Many a Skunktown visitor will be surprised that after one tasting they’ll not only be a customer but liking something they’ve never otherwise enjoyed.
For example, “Paul makes a Golden Gin infused with nine different botanical ingredients like juniper and lavender from a spice company in Lebanon, NJ. You don’t get the dryness in the back of your throat. A lot of people will say they aren’t gin people, and sure enough they’ll walk out of there with a bottle of gin.”
Next on the list for the Skunktown Distillery team is to deal with a “high class problem” which Hoffman so eloquently explained…
“Our biggest success to date would be growing the business during COVID. We did greater business and during the height of COVID we gained traction after donating isopropyl alcohol and making hand sanitizer for local fire departments, hospitals, police, and first responders.”
“However, this brings about our biggest challenge,” said Hoffman. “We have to keep up the quality of our product while scaling up.”
Hoffman noted that Skunktown’s latest decision to work with a distributor will get their products into many more liquor stores, bars, restaurants, and country clubs. This expansion means the crew must streamline the bottling, corking, sealing, and labeling process, which is done mainly by hand.
“We’re in many liquor stores around New Jersey. We’ve diversified into 10 restaurants and five country clubs where we’ve volunteered to sponsor a hole. Our following is very strong in Flemington, but we also have stores as north as Hoboken and Jersey City. We have featured drinks on the menu at places like Harry’s Oyster Bar in Atlantic City and McGettigans Tavern in Absecon.”
True to Their NJ Roots
With each expansion and when working through each hiccup along the way, the Skunktown team continues to remind themselves what they were up to just over six years ago. “It started with some friends sitting around the fire pit and drinking a little bit of moonshine. I had been watching the show Moonshiners and said, ‘If they can do it…’”

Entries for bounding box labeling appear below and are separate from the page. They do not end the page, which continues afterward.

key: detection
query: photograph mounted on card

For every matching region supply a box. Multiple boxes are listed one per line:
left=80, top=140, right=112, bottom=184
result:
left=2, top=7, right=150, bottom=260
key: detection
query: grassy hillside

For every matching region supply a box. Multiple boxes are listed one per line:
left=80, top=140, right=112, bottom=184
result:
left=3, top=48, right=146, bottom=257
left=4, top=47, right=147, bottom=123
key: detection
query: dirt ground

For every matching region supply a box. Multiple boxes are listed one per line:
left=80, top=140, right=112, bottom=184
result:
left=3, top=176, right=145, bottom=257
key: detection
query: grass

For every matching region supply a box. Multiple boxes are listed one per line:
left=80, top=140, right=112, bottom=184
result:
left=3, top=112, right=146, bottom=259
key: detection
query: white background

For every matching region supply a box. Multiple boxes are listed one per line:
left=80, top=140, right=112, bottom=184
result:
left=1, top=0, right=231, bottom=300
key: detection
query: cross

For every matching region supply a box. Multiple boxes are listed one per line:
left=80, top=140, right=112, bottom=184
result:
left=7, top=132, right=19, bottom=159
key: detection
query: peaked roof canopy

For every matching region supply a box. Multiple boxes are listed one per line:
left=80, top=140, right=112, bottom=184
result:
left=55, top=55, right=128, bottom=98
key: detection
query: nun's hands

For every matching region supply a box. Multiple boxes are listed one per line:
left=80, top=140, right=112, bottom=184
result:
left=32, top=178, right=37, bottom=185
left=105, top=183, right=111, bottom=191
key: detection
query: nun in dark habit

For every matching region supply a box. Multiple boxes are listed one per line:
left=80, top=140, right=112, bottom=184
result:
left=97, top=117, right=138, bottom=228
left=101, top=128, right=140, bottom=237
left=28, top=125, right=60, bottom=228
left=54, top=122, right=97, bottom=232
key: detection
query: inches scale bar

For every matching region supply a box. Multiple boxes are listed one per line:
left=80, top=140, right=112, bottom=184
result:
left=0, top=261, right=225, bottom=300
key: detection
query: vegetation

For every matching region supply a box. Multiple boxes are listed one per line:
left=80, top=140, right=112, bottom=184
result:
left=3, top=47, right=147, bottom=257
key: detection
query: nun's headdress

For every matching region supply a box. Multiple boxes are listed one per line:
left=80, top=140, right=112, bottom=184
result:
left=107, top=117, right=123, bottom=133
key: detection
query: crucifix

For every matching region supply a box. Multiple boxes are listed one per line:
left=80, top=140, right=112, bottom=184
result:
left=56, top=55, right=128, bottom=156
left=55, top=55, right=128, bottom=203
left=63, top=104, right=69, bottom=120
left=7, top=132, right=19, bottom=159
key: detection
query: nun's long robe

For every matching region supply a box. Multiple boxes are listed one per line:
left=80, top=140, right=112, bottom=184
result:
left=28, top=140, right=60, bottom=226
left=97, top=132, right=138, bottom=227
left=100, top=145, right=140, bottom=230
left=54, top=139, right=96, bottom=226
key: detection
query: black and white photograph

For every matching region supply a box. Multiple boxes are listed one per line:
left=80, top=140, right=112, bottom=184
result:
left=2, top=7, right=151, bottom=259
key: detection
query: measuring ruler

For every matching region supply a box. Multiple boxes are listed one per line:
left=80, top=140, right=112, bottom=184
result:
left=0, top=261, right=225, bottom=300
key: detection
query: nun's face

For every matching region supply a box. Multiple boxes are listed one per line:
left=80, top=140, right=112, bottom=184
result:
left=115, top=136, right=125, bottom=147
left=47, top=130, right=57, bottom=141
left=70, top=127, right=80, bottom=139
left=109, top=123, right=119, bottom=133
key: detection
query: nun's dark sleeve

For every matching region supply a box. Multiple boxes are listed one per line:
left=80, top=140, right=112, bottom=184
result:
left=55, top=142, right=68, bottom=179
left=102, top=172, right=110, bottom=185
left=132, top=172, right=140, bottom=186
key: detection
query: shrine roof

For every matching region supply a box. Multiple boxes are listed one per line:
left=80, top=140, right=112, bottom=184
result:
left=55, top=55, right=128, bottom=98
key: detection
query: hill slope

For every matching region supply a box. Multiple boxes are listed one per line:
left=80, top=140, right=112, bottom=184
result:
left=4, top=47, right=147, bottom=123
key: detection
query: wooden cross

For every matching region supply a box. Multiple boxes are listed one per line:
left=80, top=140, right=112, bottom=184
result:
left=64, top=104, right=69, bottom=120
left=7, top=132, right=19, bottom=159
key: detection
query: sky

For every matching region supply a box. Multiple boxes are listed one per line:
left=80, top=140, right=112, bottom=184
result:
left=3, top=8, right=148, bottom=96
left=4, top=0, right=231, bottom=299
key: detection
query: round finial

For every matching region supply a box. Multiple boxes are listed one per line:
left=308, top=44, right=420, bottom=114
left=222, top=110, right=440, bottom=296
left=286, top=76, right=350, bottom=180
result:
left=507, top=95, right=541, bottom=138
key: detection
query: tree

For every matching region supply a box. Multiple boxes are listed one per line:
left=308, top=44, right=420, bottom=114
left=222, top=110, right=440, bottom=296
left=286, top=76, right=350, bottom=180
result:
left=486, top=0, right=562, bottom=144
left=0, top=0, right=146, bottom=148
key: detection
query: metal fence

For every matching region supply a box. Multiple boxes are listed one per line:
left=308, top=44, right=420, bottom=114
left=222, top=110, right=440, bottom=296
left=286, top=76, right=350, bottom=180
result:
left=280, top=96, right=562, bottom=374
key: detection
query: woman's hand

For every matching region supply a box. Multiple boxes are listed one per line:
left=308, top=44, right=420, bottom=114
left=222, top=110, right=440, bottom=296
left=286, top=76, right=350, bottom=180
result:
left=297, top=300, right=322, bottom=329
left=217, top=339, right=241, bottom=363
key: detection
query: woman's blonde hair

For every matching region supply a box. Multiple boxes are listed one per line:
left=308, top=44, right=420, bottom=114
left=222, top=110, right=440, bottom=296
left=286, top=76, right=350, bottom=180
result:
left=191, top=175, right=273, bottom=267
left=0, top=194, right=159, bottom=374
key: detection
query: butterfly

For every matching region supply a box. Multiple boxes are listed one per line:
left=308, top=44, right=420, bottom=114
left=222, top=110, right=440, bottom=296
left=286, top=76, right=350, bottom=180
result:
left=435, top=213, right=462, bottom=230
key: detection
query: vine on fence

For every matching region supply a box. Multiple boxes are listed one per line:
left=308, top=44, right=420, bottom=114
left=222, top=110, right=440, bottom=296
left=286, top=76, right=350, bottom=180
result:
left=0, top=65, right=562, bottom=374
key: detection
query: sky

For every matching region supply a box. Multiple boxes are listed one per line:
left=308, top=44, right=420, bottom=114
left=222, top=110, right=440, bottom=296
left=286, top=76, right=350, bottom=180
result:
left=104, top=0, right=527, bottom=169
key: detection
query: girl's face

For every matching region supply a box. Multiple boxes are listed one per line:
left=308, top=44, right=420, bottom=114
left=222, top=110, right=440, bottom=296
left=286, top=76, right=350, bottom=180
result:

After many Google searches and forum research, Hyatt learned that “there weren’t many [distilleries] in the [Garden] State. At the time, [then-Governor] Christie had changed the law to reduce the distillers license [cost] and with that we collected some money and found some small-time investors.”
While 18th-century Skunktown can only be found in the past, Hoffman, Hyatt, and the distillery’s crew have plans to bring their product and brand name well into the future. Current customers and interested liquor connoisseurs can join the journey by following along on social media, by looking out for these products in local establishments, and of course by doing a on-site tasting and tour at 12 Minneakoning Road in Flemington, NJ.
“Having a product that I sell is crazy enough,” said Hyatt with a grin. “But to have the best product called by judges from around the world… It’s just little ole me [laughs]. I’m excited for the future of this company. Our community is so supportive and we’re now getting the notoriety from followers and other businesses. It keeps us fired up.”
Note: When I talked to these two, they both were experiencing some personal losses—Hoffman had recently lost a family member and Hyatt’s local colleagues lost businesses to Hurricane Ida. Both had obligations to see family members and to help clean up destroyed property. However, they both kept their interview times and were happy to talk to me. This speaks to the type of people who run Skunktown Distillery.